Добавить в цитаты Настройки чтения

Страница 12 из 39

– Папа, он много лет живёт с нами, и я знаю, что он не умеет долго сердиться, кроме того, ты можешь попросить прощения за свою резкость.

– Пожалуй, я так и сделаю, – промолвил граф.

В глубине души Поль опасался чего-то плохого, поэтому вздохнул с облегчением и возблагодарил небо за то, что его страшные предположения оказались ложными. Отец не болен – это главное. После смерти матери Поля преследовал страх, что он может потерять и отца, и остаться один. Кто терял любимых людей, может его понять. И что тоже важно – отец не повредился в рассудке под тяжестью своего горя. Его ум был по-прежнему ясен и способен увлечённо заниматься своим делом. А документ, каким бы интересным он ни был, не может быть поводом для тревоги. И со спокойным сердцем Поль попросил отца рассказать ему о своей находке.
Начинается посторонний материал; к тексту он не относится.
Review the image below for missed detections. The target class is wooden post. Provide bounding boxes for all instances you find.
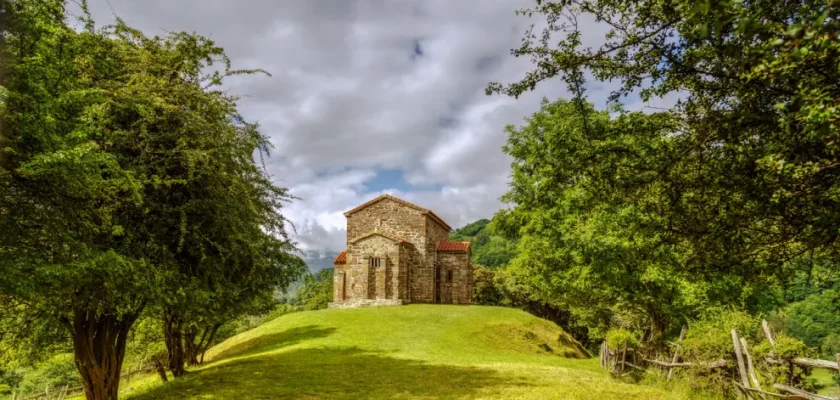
[666,325,687,381]
[731,329,751,397]
[761,319,776,350]
[741,338,764,397]
[621,342,627,372]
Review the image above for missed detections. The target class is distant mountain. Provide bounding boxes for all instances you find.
[303,250,338,273]
[449,218,516,268]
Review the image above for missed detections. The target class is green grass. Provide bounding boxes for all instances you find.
[808,368,840,397]
[118,305,687,400]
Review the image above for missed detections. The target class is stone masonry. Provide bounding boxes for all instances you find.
[330,194,473,308]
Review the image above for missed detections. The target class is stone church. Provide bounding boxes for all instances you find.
[330,194,473,308]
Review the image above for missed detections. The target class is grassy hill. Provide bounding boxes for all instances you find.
[118,305,692,400]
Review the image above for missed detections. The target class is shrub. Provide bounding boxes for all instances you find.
[752,333,814,391]
[682,309,759,398]
[607,328,639,349]
[15,353,82,393]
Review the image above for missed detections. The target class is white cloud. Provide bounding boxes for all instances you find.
[75,0,628,250]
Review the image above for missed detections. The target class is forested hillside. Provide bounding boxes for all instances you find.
[449,219,516,268]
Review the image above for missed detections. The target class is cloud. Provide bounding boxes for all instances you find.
[75,0,636,251]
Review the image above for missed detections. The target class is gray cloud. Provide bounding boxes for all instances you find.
[74,0,656,251]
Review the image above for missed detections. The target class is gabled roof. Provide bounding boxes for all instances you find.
[438,242,470,253]
[333,251,347,264]
[350,229,411,243]
[344,193,452,231]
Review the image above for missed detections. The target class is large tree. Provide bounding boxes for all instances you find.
[0,0,299,399]
[488,0,840,340]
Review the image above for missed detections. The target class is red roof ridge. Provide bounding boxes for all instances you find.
[350,229,411,243]
[333,250,347,264]
[437,240,470,253]
[344,193,452,231]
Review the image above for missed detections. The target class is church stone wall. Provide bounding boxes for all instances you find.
[331,196,472,307]
[345,235,399,299]
[347,199,426,253]
[438,252,473,304]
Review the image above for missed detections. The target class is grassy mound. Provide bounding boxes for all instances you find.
[124,305,692,400]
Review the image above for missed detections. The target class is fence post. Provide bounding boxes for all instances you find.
[731,329,752,398]
[741,338,761,390]
[666,325,687,381]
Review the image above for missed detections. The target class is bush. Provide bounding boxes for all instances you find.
[820,333,840,360]
[295,268,333,311]
[682,309,759,398]
[682,309,759,362]
[15,353,82,393]
[473,265,503,306]
[752,333,815,391]
[607,328,639,349]
[782,290,840,359]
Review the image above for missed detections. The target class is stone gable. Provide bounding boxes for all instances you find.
[331,195,472,307]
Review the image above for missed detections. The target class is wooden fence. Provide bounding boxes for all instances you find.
[12,367,155,400]
[600,320,840,400]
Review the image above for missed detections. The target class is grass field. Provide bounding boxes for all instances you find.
[113,305,686,400]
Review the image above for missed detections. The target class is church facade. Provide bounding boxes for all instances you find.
[330,194,473,308]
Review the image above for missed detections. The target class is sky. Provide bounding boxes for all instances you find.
[74,0,664,253]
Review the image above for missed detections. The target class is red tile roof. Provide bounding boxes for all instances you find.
[350,230,411,243]
[333,251,347,264]
[344,193,452,231]
[438,242,470,253]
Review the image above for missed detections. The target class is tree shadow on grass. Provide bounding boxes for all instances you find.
[128,348,531,400]
[211,325,336,361]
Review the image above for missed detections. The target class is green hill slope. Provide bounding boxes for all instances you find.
[125,305,692,400]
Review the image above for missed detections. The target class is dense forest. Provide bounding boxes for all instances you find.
[0,0,840,400]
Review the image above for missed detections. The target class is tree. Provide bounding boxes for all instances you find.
[0,0,300,399]
[294,268,333,311]
[449,219,516,268]
[488,0,840,344]
[495,100,712,340]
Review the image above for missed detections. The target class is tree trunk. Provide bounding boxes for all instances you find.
[163,311,187,378]
[184,328,199,366]
[154,360,169,383]
[66,308,138,400]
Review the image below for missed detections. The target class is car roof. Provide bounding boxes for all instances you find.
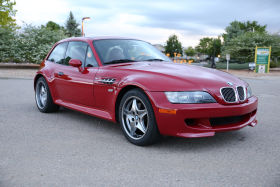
[59,36,142,43]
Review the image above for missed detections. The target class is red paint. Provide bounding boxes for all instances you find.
[35,38,258,137]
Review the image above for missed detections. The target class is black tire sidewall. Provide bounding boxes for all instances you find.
[35,77,57,113]
[119,89,159,145]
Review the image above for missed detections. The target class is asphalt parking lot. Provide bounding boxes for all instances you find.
[0,76,280,187]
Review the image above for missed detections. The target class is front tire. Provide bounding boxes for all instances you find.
[35,77,59,113]
[119,89,160,146]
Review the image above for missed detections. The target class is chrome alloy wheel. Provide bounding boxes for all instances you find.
[121,96,149,140]
[36,82,48,109]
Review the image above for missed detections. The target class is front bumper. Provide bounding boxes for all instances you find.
[147,92,258,138]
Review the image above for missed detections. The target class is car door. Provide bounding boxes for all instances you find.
[54,41,98,107]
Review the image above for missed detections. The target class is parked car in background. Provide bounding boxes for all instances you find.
[34,37,258,145]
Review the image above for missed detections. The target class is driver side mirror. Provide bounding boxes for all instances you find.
[69,59,82,68]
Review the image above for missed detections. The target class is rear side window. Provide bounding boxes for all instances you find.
[85,46,98,67]
[48,42,68,64]
[65,42,88,65]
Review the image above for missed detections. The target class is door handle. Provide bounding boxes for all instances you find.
[58,71,64,76]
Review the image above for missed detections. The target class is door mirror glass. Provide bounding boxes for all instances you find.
[69,59,82,68]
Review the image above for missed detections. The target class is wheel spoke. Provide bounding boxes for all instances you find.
[138,110,148,120]
[122,96,148,139]
[131,99,138,114]
[130,121,136,136]
[123,108,132,115]
[136,122,146,134]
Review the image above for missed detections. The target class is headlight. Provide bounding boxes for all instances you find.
[247,86,253,98]
[165,91,216,103]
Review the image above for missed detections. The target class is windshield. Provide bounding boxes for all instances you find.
[93,39,170,65]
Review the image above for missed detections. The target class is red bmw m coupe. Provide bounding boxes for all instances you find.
[34,37,258,145]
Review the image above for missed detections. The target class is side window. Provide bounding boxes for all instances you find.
[48,42,68,64]
[65,42,88,65]
[85,46,98,67]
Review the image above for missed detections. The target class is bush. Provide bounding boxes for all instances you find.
[269,61,280,68]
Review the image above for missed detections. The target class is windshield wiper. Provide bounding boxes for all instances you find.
[104,59,138,64]
[144,58,164,61]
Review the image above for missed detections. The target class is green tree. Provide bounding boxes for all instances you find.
[0,0,16,28]
[223,21,266,44]
[164,34,183,57]
[195,37,222,57]
[46,21,63,31]
[0,27,16,62]
[185,46,196,56]
[223,32,280,62]
[0,25,66,63]
[65,11,81,37]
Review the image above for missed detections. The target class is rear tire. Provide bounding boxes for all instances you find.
[119,89,160,146]
[35,77,59,113]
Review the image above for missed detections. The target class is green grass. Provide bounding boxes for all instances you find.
[205,62,249,70]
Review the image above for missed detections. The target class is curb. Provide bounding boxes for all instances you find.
[0,63,40,69]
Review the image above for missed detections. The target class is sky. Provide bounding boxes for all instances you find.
[15,0,280,47]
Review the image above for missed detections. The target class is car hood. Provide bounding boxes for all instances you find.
[107,62,246,91]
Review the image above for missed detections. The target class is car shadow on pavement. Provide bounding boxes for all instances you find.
[56,107,250,152]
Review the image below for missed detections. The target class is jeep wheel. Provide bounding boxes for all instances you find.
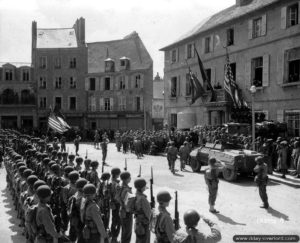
[223,167,237,181]
[190,158,201,172]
– Ты ведь знаешь, что архивы, хранящиеся в «невестиных» сундуках, принадлежат примерно одному периоду времени в каждом сундуке.

Поль это слышал от отца не раз.

«Невестины» сундуки на протяжении нескольких столетий были неотъемлемым атрибутом каждой свадьбы. В некоторых далёких уголках страны обычая хранить приданое в таких сундуках придерживались до сих пор.

Каждой невесте полагалось везти своё приданное в дом будущего мужа в специально изготовленном для этого сундуке. Размер и внешний вид зависели от достатка в семье невесты. В богатых семьях сундуки заказывали специальным мастерам, в бедных их изготавливал отец или старшие братья.  Иногда сундуки начинали готовить сразу после рождения дочери. Было делом престижа украсить сундук как можно богаче и причудливей. Два раза использовать сундук не полагалось – это считалось плохой приметой.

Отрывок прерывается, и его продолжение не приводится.